Undeterred by these past setbacks for marijuana legislation, Wayne said “it’s time to go recreational.”
“It’s going to happen sooner or later; the feds are moving in that direction,” he said. “I think it’s better for Nebraska businesses and Nebraska people to be involved in the process and start the businesses in Nebraska versus from the conglomerates coming in and taking over.”
Joe Nigro, speaking on behalf of the Nebraska Criminal Defense Attorneys Association, supported LR2CA. Nigro said the resolution is an important step in ending the “failed war on drugs” that originated during former President Richard Nixon’s administration.
“This has been particularly devastating on people of color. Nowhere is this more apparent than with marijuana,” Nigro said during the hearing. “Besides the consequences of criminal penalties for possession, conviction can affect eligibility for federal student loans, federal housing and loss of immigration status.”
According to a study conducted by the ACLU of Nebraska in 2018, Black people were three times more likely to be arrested for marijuana possession in Nebraska even though Black and white people use marijuana at similar rates.
Opponents included Dr. Gary Anthone, chief medical officer for the Nebraska Department of Health and Human Services Division of Public Health.
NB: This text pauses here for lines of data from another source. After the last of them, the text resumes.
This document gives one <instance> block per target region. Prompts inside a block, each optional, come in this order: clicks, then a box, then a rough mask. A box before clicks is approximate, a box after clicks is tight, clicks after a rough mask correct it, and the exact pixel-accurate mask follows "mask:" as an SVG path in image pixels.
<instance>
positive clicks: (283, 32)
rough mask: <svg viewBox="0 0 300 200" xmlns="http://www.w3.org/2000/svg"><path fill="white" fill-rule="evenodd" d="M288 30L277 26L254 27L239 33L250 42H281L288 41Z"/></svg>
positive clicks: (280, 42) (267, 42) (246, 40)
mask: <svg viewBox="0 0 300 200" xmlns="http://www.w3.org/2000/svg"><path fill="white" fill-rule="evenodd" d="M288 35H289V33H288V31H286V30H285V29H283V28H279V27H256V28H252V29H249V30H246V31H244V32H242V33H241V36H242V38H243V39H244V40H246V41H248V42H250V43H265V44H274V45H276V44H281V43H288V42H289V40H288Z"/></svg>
Anthone said there needs to be more scientific evidence on how the active ingredient in marijuana, THC, affects human development and U.S. Food and Drug Administration approval before legalizing this drug.
“Permitting marijuana use for any purpose poses an increased risk to the health and safety of Nebraskans by exposing them to a drug that does not meet the strict standards set by the U.S. FDA,” he said.
Gov. Pete Ricketts is also a vocal opponent of legalizing marijuana in Nebraska. In a Feb. 23 press statement, Ricketts compared the marijuana industry to “Big Tobacco” and urged Nebraskans “to be steadfast in resisting their tactics.”
“Nebraskans have common sense and instinctively understand how this dangerous drug could harm our youth, our communities, and our economy,” Ricketts said. “While popular media has tried to reframe how the public thinks about marijuana, it’s important to understand the health consequences and dangers of this drug.”